The Jewish community in Cuba is quite small, and getting smaller all the time as the older generation dies out and the younger generation emigrates. It is also relatively well-off given all of the donations they receive from well-meaning foreign Jews who come to Cuba. The seder was modest, and our table never received the full seder plate, but we made due with matzoh and harroset. Nonetheless, the mere fact that they had a data projector which showed a video made by kids recreating the story of the Jews in Egypt suggests that the synagogue has more resources than the universities where data projectors are impossible to come by.

The other sub-culture in Havana that I visited this week was Los Kent. This rock band was started in 1965, and has continued to play American and British rock classic covers throughout the revolution. They play every Sunday at the café cantante, literarily and metaphorically underground in the teatro nacional in the plaza de la revolución. These long-haired and bare chested sixty-year old Cuban rockers belt out their songs on the loudest sound system I have heard in years. The crowd is a bizarre mix of sixty year olds who shake like they are at a blues concert in Portland, and younger folks who weren’t even born when the Rolling Stones got started.
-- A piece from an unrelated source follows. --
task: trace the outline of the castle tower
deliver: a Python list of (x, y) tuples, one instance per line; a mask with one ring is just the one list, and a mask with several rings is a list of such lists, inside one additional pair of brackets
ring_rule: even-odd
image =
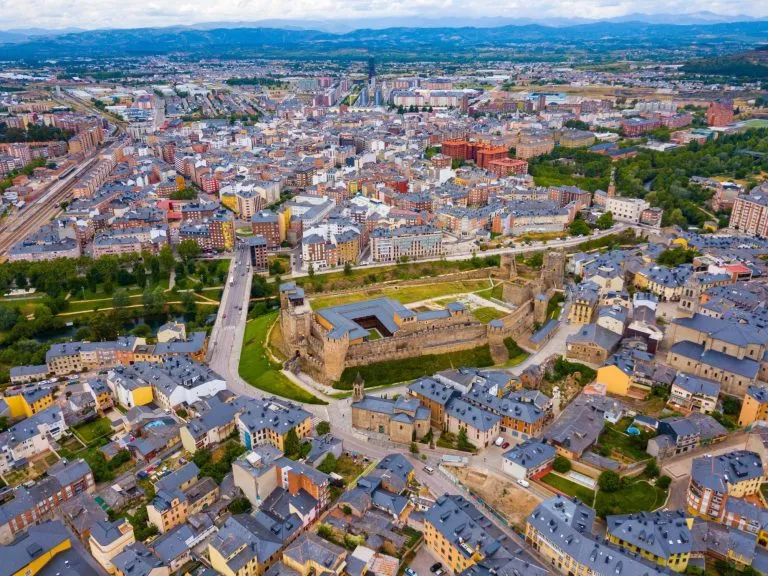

The highlight of the evening, and one which they repeated twice for the benefits of video cameras recording this 45th anniversary of the band, was a rendition of the song “An American Band.” There was something charming and slightly creepy about this straggly haired sixty-year old Cuban singing, “We’re an American band. We’re coming to your town. We’re going to party down.” The politics of that song being played just beneath the plaza de la revolución with Che, Camilo and José Martí looking down was just too much to comprehend for me on that particular Sunday evening.